Yes, just as Craig and Tweak had to fake a break-up to get out of their imagined gay romance on South Park, the answer for those who disagree with the entire premise of Johnlock fanfic is equally simple: Break 'em up. Or ever pre-break them up, writing a million variant scenes in which Holmes and Watson express their disinterest in each other. Create a new fictional multiverse in which our two heroes care more about solving crimes -- any crimes, no matter how dull -- than having sex. Publish a vast legion of books with that premise, to counter the tide and . . .

Oh, wait, that already happened once. A full century of it, actually.

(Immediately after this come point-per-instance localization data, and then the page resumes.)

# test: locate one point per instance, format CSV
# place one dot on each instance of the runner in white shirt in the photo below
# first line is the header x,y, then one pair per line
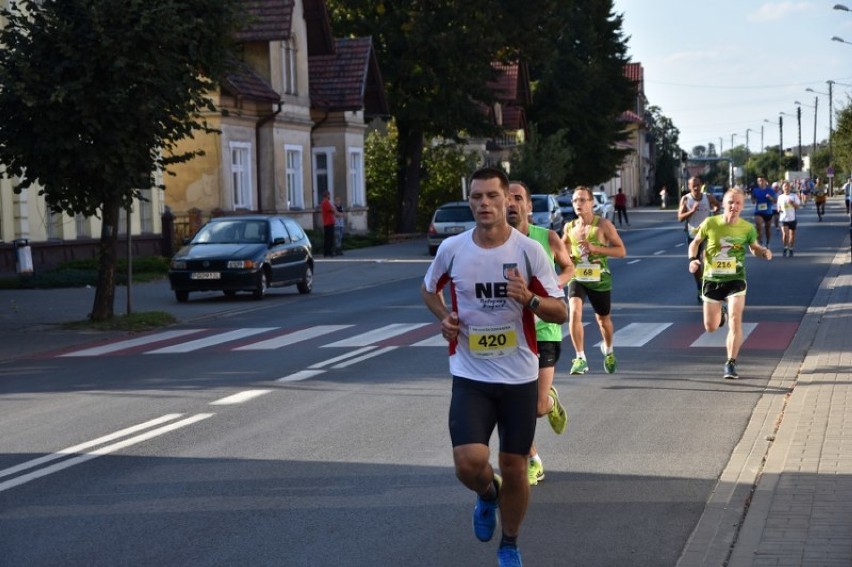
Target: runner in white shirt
x,y
499,280
787,204
696,206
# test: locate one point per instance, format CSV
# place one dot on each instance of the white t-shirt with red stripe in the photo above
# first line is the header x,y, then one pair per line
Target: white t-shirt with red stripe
x,y
496,341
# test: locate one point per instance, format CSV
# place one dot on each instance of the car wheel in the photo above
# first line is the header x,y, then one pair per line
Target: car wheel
x,y
262,285
307,284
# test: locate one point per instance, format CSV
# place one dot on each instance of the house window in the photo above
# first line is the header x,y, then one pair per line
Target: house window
x,y
82,226
54,225
146,212
356,177
288,58
241,175
295,194
323,173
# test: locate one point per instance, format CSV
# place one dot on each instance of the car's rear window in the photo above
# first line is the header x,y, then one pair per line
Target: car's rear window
x,y
540,205
454,214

And after that century of fairly sexless adventures, a sexual revolution came to the world of Holmes and Watson as they were pushed ahead into the modern era, and suddenly fanfic told us they were gay, very gay, and even mutatedly biologically gay sometimes . . . it's almost as if they're trying to make up for lost time, going at it like rabbits.

Yet the one exception to that tide, that one powerful opposing voice in the wilderness, that one corporate conservative punditry that has stood up and shouted the message "NAY! Sherlock Holmes is a heterosexual male who will have sex with almost anyone who has the appropriate opposite sex parts! And Watson? Sure, Watson wants to have sex with men, but because she's a woman, as God meant her having-sex-with-men desires to be directed!" to ten million Nielsen families on the CBS network . . . that one great defier of the fanfic weather is . . . is . . . .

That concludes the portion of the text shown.